Location: Foreign Animal Disease ResearchTitle: Type III interferon protects swine against foot-and-mouth disease Author
|Diaz San Segundo, Fayna|
|De Los Santos, Teresa|
Submitted to: Journal of Interferon and Cytokine Research
Publication Type: Peer Reviewed Journal
Publication Acceptance Date: 4/18/2014
Publication Date: 4/30/2014
Citation: Perez-Martin, E., Diaz San Segundo, F.C., Weiss, M., Sturza, D., Dias, C.C., Ramirez, E., Grubman, M.J., De Los Santos, T.B. 2014. Type III interferon protects swine against foot-and-mouth disease. Journal of Interferon and Cytokine Research. 345(10):810-812 DOI:10.1089/jir.2013.0112. Interpretive Summary: Foot and mouth disease (FMD) virus is highly contagious. Controlling FMD outbreaks requires stopping virus spread by vaccinating animals. Currently available vaccines take 7 days to induce full protection, therefore in recent years we have developed novel strategies including the use of biotherapeutics such as interferons (IFN) that when delivered by a harmless adenovirus vector (Ad5) can protect cattle and swine as early as 24 h post vaccination. Three types of IFN (I, II and III) have been described in cattle and swine. Here we have evaluated for the first time a subtype of type III IFN, porcine IFN-lambda3 (poIFN-lambda3) delivered by an Ad5 to control FMD. Swine inoculated with different doses of Ad5-poIFN-lambda3 could be protected against disease. Seven out of ten Ad5-poIFN-lambda3 inoculated animals did not develop disease or had detectable virus in blood, and the other three inoculated animals displayed delayed and milder disease by 7 days post challenge as compared to control animals inoculated with an Ad5 control vector. These results suggest that treatment with Ad5-poIFN-lambda3 is effective in inducing early protection against FMD in swine. Since current FMD vaccines can induce protection in 5-7 days, combination of the IFN therapy and vaccination could provide a valuable strategy to control FMD outbreaks in swine.

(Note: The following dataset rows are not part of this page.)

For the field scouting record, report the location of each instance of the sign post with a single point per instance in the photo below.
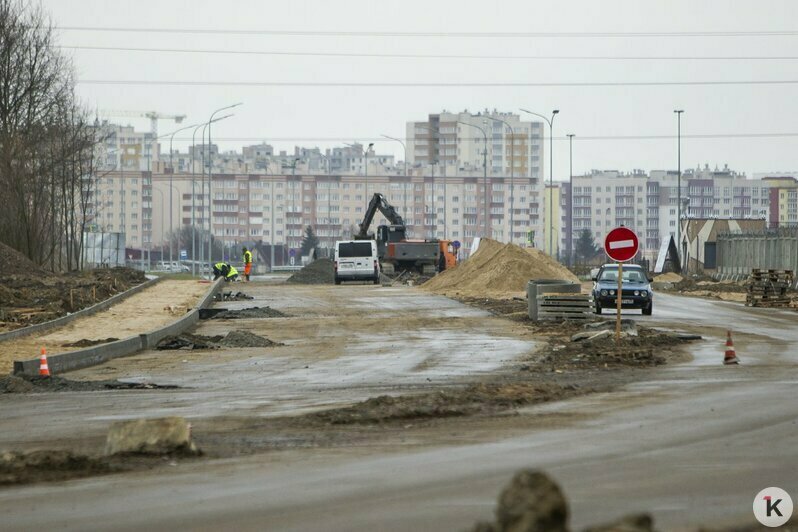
(620, 245)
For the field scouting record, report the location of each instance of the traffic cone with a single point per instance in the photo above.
(730, 357)
(44, 370)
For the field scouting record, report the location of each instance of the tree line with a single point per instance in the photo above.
(47, 143)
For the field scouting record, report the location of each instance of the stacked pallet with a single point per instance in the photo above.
(768, 288)
(564, 306)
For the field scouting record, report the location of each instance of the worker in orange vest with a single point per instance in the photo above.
(247, 263)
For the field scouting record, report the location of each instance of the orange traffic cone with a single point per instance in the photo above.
(730, 357)
(44, 371)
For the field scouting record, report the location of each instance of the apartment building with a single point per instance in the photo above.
(647, 202)
(277, 208)
(500, 146)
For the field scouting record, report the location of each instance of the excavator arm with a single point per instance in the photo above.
(378, 203)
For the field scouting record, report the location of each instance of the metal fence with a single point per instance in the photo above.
(739, 253)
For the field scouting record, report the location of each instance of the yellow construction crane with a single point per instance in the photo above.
(154, 116)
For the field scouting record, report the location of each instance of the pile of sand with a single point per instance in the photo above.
(499, 271)
(668, 278)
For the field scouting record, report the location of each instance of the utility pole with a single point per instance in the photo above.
(570, 235)
(679, 178)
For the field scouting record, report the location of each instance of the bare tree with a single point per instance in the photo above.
(46, 142)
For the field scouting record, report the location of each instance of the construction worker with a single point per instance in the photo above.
(223, 269)
(247, 263)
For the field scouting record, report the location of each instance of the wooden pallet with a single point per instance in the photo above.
(564, 306)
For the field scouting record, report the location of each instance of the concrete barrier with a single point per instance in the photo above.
(88, 311)
(99, 354)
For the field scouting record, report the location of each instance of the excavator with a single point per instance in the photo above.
(395, 251)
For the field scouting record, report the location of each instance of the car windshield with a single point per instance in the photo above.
(629, 276)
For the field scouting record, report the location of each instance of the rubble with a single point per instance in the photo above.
(168, 435)
(499, 271)
(252, 312)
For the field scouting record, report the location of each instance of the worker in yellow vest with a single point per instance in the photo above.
(247, 263)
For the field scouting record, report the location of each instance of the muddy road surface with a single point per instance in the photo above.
(692, 443)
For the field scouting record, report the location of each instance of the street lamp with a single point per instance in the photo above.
(551, 173)
(570, 198)
(210, 180)
(485, 171)
(679, 178)
(512, 170)
(171, 174)
(404, 185)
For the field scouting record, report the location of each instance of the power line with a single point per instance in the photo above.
(696, 136)
(462, 34)
(407, 84)
(435, 56)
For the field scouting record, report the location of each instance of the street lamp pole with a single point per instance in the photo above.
(571, 199)
(512, 170)
(485, 172)
(210, 180)
(171, 174)
(551, 173)
(404, 185)
(679, 178)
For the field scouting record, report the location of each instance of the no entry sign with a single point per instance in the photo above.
(621, 244)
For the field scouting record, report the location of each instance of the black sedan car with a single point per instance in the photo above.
(637, 293)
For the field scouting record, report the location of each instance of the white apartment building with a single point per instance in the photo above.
(647, 203)
(498, 145)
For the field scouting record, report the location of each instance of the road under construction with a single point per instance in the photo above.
(399, 408)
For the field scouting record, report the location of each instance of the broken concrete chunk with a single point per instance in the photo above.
(630, 523)
(150, 436)
(532, 502)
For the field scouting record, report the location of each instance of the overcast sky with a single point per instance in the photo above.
(327, 116)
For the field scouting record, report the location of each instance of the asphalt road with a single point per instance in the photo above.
(693, 446)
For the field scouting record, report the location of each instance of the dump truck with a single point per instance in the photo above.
(398, 253)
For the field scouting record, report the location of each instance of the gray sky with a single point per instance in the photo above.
(314, 115)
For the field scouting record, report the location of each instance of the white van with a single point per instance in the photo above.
(356, 260)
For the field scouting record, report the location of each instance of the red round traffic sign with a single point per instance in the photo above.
(621, 244)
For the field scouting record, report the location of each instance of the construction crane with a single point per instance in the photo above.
(154, 116)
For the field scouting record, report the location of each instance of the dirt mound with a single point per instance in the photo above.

Technical Abstract: In recent years we have developed novel strategies to control foot-and-mouth disease (FMD) including the use of biotherapeutics such as interferons (IFN) delivered by a replication-defective human adenovirus type 5 (Ad5). Swine can be sterilely protected after vaccination with an Ad5 that encodes porcine type I IFN (poIFN-alpha) and cattle treated with a similar Ad5 but delivering bovine type III IFN (boIFN-lambda3) are protected or develop significantly reduced disease as compared to control animals or boIFN-alpha treated animals. Here we have evaluated the efficacy of porcine IFN-lambda3 (poIFN-lambda3) against FMD in vivo. Swine inoculated with different doses of Ad5-poIFN-lambda3 could be protected against disease in a dose dependent manner. Despite the absence of systemic antiviral activity, seven out of ten Ad5-poIFN-lambda3 inoculated animals did not develop disease or viremia and the other three inoculated animals displayed delayed and milder disease by 7 days post challenge as compared to control animals inoculated with an Ad5 control vector. However, even in the absence of clinical signs or viremia, nine out of ten Ad5-poIFN-lambda3 inoculated animals developed antibodies against FMDV structural and non structural proteins after challenge, suggesting that protection was not sterile. While analysis of gene expression showed significant induction of IFN and IFN stimulated genes in Ad5-poIFN-lambda3 treated cultured porcine epithelial kidney cells, there was limited gene induction in peripheral blood monocytes isolated from treated swine. These results suggest that treatment with Ad5-poIFN-lambda3 is an effective biotherapeutic strategy against FMD in swine.